138.23.89.56 - - [17/Nov/2003:01:39:12 -0800] "GET /robots.txt HTTP/1.0" 200 685 "-" "infomine.ucr.edu"
138.23.89.56 - - [17/Nov/2003:01:41:57 -0800] "GET /robots.txt HTTP/1.0" 200 685 "-" "infomine.ucr.edu"
138.23.89.56 - - [17/Nov/2003:01:42:20 -0800] "GET /robots.txt HTTP/1.0" 200 685 "-" "infomine.ucr.edu"
138.23.89.56 - - [17/Nov/2003:01:42:45 -0800] "GET /robots.txt HTTP/1.0" 200 685 "-" "infomine.ucr.edu"
138.23.89.56 - - [17/Nov/2003:01:43:02 -0800] "GET /robots.txt HTTP/1.0" 200 685 "-" "infomine.ucr.edu"
138.23.89.56 - - [17/Nov/2003:01:43:21 -0800] "GET /robots.txt HTTP/1.0" 200 685 "-" "infomine.ucr.edu"

dcrombie

12:55 pm on Nov 17, 2003 (gmt 0)

I had a similar issue with Scooter last week. It took robots.txt over 100 times in one day (almost half it's requests were for robots.txt).

Their response was that because their indexer is 'distributed' it has to fetch the robots.txt every time it visits the site!?!

keyplyr

12:20 am on Nov 18, 2003 (gmt 0)

Received a speedy reply to my email (I used my ucsd.edu email addy) from a tech at infomine.ucr.edu. He basically said he would bring it to the attention of the programers (when they returned from?) but asked if I had any suggestions. While it is indeed refreshing to receive such a compliant attitude, I of course have no understanding of what needs to be changed (if anything.)

frankray

5:23 pm on Nov 21, 2003 (gmt 0)

The same thing is happening to our sites. Lots and lots of repeated and "unnecesary" calls to robots.txt.

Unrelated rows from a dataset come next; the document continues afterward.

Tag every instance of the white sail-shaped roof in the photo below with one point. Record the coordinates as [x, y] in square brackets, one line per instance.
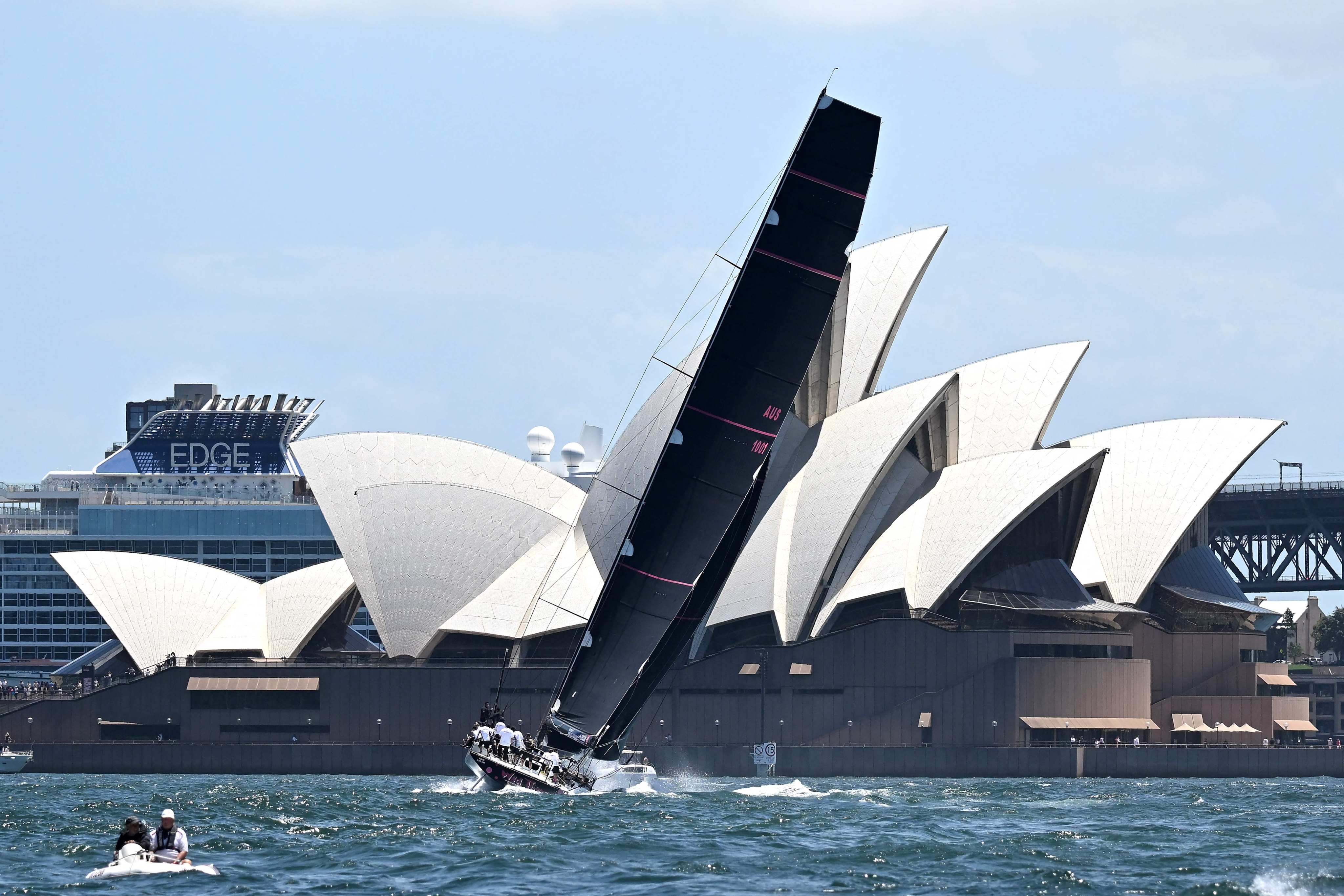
[1007, 401]
[159, 606]
[930, 547]
[513, 498]
[803, 532]
[299, 602]
[155, 605]
[551, 587]
[1156, 480]
[436, 546]
[882, 280]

Gonna ban them if they do not get on top of this...

keyplyr

7:16 pm on Nov 21, 2003 (gmt 0)

I've banned the IP for 2 days now but the hits continue. Still waiting for the follow-up from the tech dept over there.

keyplyr

8:39 pm on Dec 4, 2003 (gmt 0)

UPDATE: Looks like they have reformed their robot.

I telephoned over there and spoke to a woman in the science lab. After a 2 week absence, the robot has returned with a new name: Infomine Virtual Library Crawler and so far it has been behaving as all good little bots should.